To: Trent
Going to sleep, thinking of you. Do you ever think about me? -B
To: Trent
I'm doing better about not letting you consume my day to day thoughts, but I always think of you as I lay in bed trying to sleep. -B
To: Trent
I'm settling into bed now, and you've crossed my mind again. I hope you had a good Pride. Goodnight. -B
To: Trent
It's 3AM again. I'm waiting for the sunrise so I can sit out for a bit. Did you ever manage to fix or replace your outdoor chair?
To: Trent
I have a lot I should be drawing, but I can't be bothered. I still have a lot of your art saved. I can't bring myself to look at it.
To: Trent
Almost 2AM.Had a bad mental break and cut myself off from everyone, but I'm still thinking of you. Are you still drawing?
To: Trent
I don't think I can ever do it again. You'll be my last. Hope you're having a good night. I'm really sorry for this. -B
To: Trent
I even got confessed to again recently. Turned it down, cause it wouldn't be right for us when I'm still hung up on u, n' the other person despises u.
To: Trent
Even when u lost interest, I didn't, but I couldn't tell u that. It wouldn't be right to admit to it anyway, since it was clear I was keeping u down.
To: Trent
But I'm conflicted. Even after it all, I'm still as stubborn as ever. I miss you, but deep down, I still love you. I don't think I ever stopped.
To: Trent
It's embarrassing to be on this site whining, but I can't talk to our friends about you anymore. After recent events, they've all come to hate you.
To: Trent
I wish it weren't a "fling" or a "situationship" or whatever. I really was in it for the long haul. I wanted to believe in it. Ain't that silly?
To: Trent
Though, maybe I'm a bit dumb to be so hung up over us when ig we were a 2mo.-ish fling. But you were my first in 8yrs or so. Funny how that works.
To: Trent
I wonder what you're up to right now. It's 3AM and I'm thinking about a drink, but I can't stand to even consider the peach brandy anymore.
To: Trent
Am I crazy to still miss you despite everything that's come out? Despite knowing we didn't truly fit together? S'been driving me crazy since then. -B
To: Trent
Missing you was always my problem, but I can't deny it, and I won't. -B
To: Trent
Even then, I don't know what I'd say if we crossed paths again.
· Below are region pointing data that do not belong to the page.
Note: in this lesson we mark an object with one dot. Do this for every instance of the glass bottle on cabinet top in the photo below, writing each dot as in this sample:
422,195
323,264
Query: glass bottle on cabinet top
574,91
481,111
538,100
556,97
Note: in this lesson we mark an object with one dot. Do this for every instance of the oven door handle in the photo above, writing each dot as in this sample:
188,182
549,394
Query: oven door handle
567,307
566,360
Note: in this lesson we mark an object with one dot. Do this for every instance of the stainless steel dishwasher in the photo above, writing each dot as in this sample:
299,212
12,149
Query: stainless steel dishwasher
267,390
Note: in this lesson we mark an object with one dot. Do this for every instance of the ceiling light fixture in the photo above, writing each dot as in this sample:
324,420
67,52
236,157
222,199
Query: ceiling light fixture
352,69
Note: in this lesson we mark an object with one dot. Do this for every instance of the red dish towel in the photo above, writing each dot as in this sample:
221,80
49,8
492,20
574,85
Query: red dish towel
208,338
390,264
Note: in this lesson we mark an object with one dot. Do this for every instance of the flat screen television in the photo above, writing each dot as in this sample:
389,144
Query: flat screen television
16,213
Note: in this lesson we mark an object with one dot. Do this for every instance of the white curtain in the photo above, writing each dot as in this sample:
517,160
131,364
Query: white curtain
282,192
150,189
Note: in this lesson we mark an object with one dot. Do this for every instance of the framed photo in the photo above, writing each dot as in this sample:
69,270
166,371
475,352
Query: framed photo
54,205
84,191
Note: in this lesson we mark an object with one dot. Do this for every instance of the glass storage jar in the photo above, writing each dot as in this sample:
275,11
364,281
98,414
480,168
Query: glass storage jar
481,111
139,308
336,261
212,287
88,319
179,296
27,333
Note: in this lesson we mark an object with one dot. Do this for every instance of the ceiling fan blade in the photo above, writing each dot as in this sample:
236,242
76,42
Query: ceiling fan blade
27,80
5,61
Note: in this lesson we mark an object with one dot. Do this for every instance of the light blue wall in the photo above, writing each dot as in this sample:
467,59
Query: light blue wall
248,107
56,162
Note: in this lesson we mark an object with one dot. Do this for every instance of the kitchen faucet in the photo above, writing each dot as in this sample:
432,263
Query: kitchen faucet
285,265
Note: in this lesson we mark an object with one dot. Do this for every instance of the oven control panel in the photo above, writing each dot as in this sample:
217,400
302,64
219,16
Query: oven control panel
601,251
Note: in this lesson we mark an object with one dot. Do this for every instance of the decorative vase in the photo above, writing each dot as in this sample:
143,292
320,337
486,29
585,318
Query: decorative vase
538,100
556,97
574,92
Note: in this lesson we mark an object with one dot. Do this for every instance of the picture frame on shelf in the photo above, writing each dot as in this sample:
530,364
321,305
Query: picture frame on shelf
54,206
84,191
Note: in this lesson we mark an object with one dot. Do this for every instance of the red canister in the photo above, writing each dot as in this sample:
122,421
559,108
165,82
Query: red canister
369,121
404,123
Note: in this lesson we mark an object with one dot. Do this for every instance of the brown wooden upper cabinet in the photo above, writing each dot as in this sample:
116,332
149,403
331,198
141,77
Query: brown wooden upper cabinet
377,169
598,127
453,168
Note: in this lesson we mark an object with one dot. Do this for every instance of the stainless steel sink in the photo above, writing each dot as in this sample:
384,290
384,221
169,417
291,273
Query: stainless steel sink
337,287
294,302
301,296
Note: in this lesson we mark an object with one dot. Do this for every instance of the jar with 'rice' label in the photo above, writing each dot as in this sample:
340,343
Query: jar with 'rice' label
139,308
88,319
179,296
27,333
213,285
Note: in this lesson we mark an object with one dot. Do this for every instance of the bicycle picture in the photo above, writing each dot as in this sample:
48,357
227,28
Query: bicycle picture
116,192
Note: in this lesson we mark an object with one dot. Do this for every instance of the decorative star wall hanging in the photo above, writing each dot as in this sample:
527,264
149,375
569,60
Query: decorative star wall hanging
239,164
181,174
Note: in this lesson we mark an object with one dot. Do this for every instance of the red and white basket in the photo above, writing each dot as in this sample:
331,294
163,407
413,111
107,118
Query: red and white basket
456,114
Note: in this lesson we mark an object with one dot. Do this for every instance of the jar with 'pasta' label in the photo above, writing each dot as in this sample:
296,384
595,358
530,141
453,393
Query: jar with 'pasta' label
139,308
So I'd just like to write with the hopes that you see it, somehow. I still miss you.
To: Trent
Maybe I'm out of my mind to think those messages I saw were from you, but I can't help crying anyway.
To: Trent
At the very least, I hope you're happier with him, even if he's not me. I won't ever hold it against you. You deserve more than I could ever give you.
To: Trent
I wish I was enough for you. I wish what we had actually mattered in the end. It mattered to me. It was everything. I wish I was everything.
To: Trent
You opened my eyes to all these new things, and then discarded me. What am I supposed to do with myself now? How do I go on like this?
To: trent
i wish i never trusted you again. the moment i saw you pull up at the office with t, i should have ran. i wish i never went to ackland.